To make this concrete, here are two trees that store the keys A to G. The left is long and stringy. Note how it looks like a list. In the worst case, it takes 4 key comparisons to find an element. The tree on the right is bushy. It needs only 3. Here the difference is small. For a tree of 1023 elements, the stringy tree needs 512 comparisons and the bushy one only 10. This is the power of log n.
B _D_
/ \ / \
A D B F
/ \ / \ / \
C F A C E G
/ \
E G
The red-black tree isn't guaranteed to be perfectly bushy (in correct terminology "perfectly balanced"), but the red-black rules guarantee that it's bushy enough in a mathematically strict way so that operation times vary as the log of n rather than linearly in n.
The red-black rules' genius is that they are "local." During an insertion or deletion that breaks the rules, it's possible to restore them by adjusting only a constant number of nodes for each node touched by the operation. Therefore they are cheap and fairly easy to implement.

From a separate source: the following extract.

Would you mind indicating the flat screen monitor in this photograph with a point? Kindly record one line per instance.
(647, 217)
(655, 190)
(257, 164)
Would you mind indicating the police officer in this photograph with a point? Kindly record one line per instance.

Yet when the red-black rules are true for the whole tree, it's possible to show by a clever mathematical proof that it's bushy enough as described above.
What about the tree map? A map is a function with a domain called the key set K and range called the value set V. To implement a tree map, each node stores a key-value pair <k,v>
where k \in K
and v \in V
. In the drawings above (and most presentations), only keys (letters A-G) are shown. In the map, insertion, lookup, and deletion work on these pairs in a pretty obvious way. For example, lookup searches for a key using the usual BST algorithm. When the key is found, the value is also found because it's in the same pair. That's what's returned. In java, the pair is called Map.Entry
. You can check this out in the Java source code.
I won't go into the details on how the red-black rules work because I couldn't improve on the Wikipedia page. My guess and hope is that you were missing the "big picture" so now that discussion will make sense. The good news is that nearly all languages provide a thoroughly tested and performance-optimized tree implementation, so knowing the arcane details of rotations is not necessary. Of course, if you're curious and just want to know, have at it! Congratulations!
For what it's worth, Top Coder explanations of algorithms are not always the clearest. Hunt around for others until one "clicks" for you. The respected textbooks in CS are respected for a reason: their explanations are excellent. Corman and Rivest is an accepted favorite.